I'm after some advice or perhaps reassurance to our situation:

I am in the process of buying a new build property with my new partner. We both have current houses that we own with our ex's that are being sold. Mine is being part exchanged and hers is being sold on the open market.

We have reserved our plot which was due to complete sometime in September, and the part exchange is all agreed (even my ex is happy with the price) however the sale of my partners house has fallen through as her buyer has lost their buyer, but they still do want her house.

Everything was in place, we were just waiting for a completion date. Mortgage is approved, the house builder has already sold my current house on (subject to contract) and we have paid for additonal upgrades on our new house.

So my question is will the builder allow us to keep the reservation past the expiry date which is in 3 weeks, or are we at risk of losing our dream home together and all the money we've already paid into it if we cannot sell it by then?

Thanks in advance!

Comments

  • Hoenir
    Hoenir Posts: 7,742 Forumite
    1,000 Posts First Anniversary Name Dropper
    You are at risk. If the property is built and finished. Then the builder will want it sold. 

    Perhaps would have best to complete the sale of one the properties first. Prior to reserving. 
  • gm0
    gm0 Posts: 1,187 Forumite
    Seventh Anniversary 1,000 Posts Name Dropper
    You should check your reservation document and contract terms most carefully. 

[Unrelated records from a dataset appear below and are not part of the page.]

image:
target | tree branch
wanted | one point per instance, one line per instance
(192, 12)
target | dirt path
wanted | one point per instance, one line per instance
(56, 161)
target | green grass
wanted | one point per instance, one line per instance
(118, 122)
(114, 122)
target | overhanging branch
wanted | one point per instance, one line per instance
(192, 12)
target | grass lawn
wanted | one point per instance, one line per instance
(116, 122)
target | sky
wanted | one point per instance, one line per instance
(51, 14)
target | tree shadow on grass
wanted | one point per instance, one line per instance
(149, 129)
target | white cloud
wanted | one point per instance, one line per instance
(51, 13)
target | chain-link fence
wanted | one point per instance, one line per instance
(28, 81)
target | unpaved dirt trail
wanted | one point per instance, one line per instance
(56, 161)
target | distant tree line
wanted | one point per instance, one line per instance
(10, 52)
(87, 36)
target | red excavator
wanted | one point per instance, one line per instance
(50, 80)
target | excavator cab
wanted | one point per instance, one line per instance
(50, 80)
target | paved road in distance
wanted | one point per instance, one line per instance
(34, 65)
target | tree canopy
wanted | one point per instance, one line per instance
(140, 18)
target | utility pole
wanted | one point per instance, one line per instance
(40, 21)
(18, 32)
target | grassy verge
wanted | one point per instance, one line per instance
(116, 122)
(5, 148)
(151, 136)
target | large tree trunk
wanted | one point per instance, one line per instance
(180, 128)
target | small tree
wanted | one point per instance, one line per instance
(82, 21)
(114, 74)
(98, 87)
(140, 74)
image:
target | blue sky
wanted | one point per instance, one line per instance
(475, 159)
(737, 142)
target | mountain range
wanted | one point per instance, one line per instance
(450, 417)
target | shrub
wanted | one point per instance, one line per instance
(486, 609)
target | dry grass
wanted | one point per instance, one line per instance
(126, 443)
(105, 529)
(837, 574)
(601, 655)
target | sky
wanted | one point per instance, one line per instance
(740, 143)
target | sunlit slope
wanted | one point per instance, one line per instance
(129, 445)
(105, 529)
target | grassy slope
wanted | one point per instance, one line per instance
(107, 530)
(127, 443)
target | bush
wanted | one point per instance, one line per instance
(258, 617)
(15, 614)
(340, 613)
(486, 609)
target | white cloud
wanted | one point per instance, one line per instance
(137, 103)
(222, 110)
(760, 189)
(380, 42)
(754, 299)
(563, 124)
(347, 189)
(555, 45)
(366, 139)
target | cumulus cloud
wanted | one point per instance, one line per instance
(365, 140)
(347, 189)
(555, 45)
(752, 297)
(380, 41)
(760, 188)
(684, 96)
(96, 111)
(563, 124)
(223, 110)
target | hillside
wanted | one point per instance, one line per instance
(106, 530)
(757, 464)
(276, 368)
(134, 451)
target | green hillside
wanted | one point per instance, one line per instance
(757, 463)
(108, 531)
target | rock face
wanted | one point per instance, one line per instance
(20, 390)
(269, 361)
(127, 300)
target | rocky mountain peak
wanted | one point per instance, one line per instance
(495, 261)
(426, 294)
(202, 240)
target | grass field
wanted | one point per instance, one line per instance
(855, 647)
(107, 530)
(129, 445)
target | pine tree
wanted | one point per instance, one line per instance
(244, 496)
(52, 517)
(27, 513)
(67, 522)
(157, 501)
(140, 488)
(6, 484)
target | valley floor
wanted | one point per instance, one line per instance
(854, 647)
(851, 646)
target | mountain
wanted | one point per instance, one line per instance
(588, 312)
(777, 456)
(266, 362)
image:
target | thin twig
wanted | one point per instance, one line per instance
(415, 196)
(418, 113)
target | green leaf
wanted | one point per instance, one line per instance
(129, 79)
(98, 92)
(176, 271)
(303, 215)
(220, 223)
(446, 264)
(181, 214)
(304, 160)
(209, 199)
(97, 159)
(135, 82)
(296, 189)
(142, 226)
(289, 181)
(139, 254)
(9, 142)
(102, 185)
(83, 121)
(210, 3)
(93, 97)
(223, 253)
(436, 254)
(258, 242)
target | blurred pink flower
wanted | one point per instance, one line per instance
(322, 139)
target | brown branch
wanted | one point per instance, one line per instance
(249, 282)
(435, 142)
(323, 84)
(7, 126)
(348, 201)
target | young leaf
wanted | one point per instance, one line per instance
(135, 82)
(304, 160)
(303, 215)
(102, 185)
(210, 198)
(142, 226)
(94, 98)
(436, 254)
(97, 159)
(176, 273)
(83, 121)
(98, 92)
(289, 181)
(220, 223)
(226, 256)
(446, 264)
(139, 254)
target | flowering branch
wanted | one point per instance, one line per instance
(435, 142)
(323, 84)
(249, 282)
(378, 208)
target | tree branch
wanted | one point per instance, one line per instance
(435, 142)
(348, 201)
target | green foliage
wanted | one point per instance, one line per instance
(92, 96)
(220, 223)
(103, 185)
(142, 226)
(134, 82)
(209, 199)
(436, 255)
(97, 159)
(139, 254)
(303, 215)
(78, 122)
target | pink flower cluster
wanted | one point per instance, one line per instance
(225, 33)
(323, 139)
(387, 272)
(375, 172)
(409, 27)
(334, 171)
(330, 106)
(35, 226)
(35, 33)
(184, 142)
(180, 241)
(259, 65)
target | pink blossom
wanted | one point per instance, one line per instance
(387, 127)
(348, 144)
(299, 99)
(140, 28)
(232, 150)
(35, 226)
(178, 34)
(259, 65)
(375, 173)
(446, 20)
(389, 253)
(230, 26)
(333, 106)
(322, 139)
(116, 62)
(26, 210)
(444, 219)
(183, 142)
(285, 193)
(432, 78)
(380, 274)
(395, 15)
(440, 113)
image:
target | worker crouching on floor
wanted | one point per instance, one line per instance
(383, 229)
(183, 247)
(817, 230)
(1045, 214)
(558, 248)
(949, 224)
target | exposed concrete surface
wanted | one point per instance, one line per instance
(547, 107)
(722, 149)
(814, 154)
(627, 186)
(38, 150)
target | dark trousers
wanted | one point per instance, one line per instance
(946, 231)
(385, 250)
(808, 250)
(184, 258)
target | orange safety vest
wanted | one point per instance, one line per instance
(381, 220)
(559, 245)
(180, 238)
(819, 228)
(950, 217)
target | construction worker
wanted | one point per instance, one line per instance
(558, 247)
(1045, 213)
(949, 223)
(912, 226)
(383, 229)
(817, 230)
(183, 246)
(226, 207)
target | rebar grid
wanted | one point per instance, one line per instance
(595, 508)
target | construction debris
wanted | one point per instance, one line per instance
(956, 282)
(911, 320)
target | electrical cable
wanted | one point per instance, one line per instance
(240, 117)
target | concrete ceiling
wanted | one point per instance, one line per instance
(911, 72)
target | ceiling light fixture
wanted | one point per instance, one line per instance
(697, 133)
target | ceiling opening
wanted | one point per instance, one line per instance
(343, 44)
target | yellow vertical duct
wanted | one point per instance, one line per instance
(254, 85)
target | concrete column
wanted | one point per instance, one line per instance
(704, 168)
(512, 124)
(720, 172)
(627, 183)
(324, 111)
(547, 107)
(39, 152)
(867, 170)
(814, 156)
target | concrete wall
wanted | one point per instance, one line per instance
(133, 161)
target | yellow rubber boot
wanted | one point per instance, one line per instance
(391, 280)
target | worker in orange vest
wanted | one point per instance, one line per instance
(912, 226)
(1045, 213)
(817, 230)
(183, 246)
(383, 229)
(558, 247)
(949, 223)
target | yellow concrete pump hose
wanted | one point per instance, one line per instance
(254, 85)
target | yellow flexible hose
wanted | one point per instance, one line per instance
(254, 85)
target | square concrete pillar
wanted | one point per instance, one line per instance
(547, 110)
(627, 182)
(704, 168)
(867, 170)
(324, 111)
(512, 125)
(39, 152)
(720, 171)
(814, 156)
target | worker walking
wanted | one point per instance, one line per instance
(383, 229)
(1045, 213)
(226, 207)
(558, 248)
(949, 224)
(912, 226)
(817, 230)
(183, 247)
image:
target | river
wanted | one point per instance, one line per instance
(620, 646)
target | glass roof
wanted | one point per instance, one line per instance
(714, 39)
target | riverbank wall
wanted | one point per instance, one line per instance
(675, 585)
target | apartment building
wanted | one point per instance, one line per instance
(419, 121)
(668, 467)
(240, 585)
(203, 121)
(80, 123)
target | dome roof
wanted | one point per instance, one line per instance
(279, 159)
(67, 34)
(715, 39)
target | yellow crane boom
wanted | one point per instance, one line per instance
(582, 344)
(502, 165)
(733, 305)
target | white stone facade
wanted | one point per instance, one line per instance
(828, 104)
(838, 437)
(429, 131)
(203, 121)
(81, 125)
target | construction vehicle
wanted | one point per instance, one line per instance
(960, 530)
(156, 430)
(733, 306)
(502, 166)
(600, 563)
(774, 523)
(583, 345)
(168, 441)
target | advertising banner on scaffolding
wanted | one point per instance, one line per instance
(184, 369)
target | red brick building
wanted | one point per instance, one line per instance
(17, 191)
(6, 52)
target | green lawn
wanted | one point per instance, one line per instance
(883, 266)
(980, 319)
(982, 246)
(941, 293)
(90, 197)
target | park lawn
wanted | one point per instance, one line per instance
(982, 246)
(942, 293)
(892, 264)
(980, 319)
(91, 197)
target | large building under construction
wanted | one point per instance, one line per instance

    Many new build contracts have clauses about loss of deposit/reservation fee.

    And also for the developer to be able to trigger completion of the purchase with a deadline - after a short notice period - basically "on demand" when they have finished the house.   Giving them flexibility on when that is and when the countdown timer starts.  Developers don't form flexible chains with 2nd hand sellers.  Cash or outright mortgaged purchase.  And some limited flexibility.

    Bridging loans are not as common as long ago. But essentially credit provides the mechanism to unlock this. If one  sale is indeterminate at the point the developer looks like they are about to finish and trigger the completion countdown clock. 

    This can very easily put you in a tough position where a chain sale exists fails and restarts. 
    And isn't finishing and the developer now has finished and is asking for cash - exactly per the contract you signed.  

    If that happens and if you don't sort it or bridge it - then they can dump you if that's what the contract says.
    Keep the money. And sell it to someone else.  In line with the agreed terms. They will threaten this to get you to move things along by whatever means.  And if prices have risen - may actually do it.  Less likely if they think they will get less now.  Your PX complicates things depending on "when" that happens during the process.  Your conveyancer should be educating you on what risks you are running on that.

    So apply a little game theory to what they say to you. And you to them.  Open and honest may not be your optimal approach to keeping them on the hook.  Keen keen. Moving along.  Making good progress etc.

    Or sort out your own contingency bridging for the share of proceeds coming from the open market house via a broker or otherwise.  Hopefully you won't need to do it.  But you might.